The position is a new one, and reflects the growing demand by advisers for help with the portfolios they manage on the Praemium platform.
Separately, the company announced that its UK managing director, John Martin, had resigned after six years “to pursue new challenges”, although he will “continue to be involved” with Praemium until the end of January.
He will not be replaced, and instead, his duties will be assumed by Murphy and Jon Farmer, who had been institutional business development manager, and who has now been named head of platform distribution, Praemium chief executive Michael Ohanessian said.
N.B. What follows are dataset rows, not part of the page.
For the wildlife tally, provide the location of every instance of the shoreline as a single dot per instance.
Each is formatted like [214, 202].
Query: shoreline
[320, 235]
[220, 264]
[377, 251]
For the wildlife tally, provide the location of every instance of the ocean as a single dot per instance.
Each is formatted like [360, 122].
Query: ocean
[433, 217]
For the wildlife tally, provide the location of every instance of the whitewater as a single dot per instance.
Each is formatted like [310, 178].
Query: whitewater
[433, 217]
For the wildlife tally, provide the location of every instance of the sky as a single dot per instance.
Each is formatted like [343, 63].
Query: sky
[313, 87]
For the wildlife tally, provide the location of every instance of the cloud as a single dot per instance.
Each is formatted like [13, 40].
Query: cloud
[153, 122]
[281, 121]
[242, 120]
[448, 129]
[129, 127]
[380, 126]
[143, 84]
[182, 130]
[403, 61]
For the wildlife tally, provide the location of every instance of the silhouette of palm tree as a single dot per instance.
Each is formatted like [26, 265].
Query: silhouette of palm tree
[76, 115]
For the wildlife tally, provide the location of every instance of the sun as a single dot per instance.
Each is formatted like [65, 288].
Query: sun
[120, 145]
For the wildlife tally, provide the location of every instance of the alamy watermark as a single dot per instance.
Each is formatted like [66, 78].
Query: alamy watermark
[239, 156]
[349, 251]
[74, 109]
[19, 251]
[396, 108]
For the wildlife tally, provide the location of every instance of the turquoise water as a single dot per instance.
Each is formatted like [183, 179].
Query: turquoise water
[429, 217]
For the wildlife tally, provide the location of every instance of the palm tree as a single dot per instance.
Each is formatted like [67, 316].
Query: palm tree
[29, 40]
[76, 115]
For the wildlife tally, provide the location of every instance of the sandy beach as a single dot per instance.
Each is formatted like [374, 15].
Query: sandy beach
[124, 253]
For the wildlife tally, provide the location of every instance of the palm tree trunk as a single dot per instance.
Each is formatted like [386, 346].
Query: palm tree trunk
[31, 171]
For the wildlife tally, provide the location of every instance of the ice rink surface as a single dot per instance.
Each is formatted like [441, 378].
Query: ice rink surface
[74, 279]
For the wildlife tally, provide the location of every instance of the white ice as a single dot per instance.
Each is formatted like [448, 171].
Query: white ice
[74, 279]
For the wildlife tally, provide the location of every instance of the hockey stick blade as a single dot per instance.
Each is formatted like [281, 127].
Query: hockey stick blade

Martin oversaw the building of Praemium’s UK and international businesses, including the launch, in 2011, of its Jersey-based international operation. Last year, Sarah Jouhal, a portfolio specialist who most recently had been associate director of IFM Trust Ltd, a Jersey-based trust provider, was named to head up that business.
In a statement, Ohanessian said Martin had been a “key driver” in building Praemium’s UK business, during challenging times.
“Our initial launch [in the UK market] was late 2008, in the midst of a global financial crisis, and John was instrumental in building the service proposition and securing our first clients in very difficult circumstances.”
Ohanessian noted that Martin had recently secured “some important new customers” for Praemium, and leaves the company “in the best shape it has ever been”.
Martin said his long-term plans had not been finalised, and that initially, he would work with a charity supported by Praemium, the Milestone Foundation’s Passion Project, which helps match up the inherent interests and enthusiasms of young people with training and vocational opportunities.
I have enjoyed my time at Praemium enormously, and I remain a big supporter of the business," he added.
Founded in 2001
Præmium was founded in 2001 by Arthur Naoumidis, and listed on the ASX in May 2006. It opened the London office a month later. It has been increasing its range of services available to clients with international clients, including those with American expatriates on their books.
In September, it reported its first after-tax profit of A$4.4mn on sales of A$14.1mn, compared with an after-tax loss the year before of A$3.9mn. However, write-downs of accumulated losses were behind those results, meaning that operating profit across the group had yet to be achieved.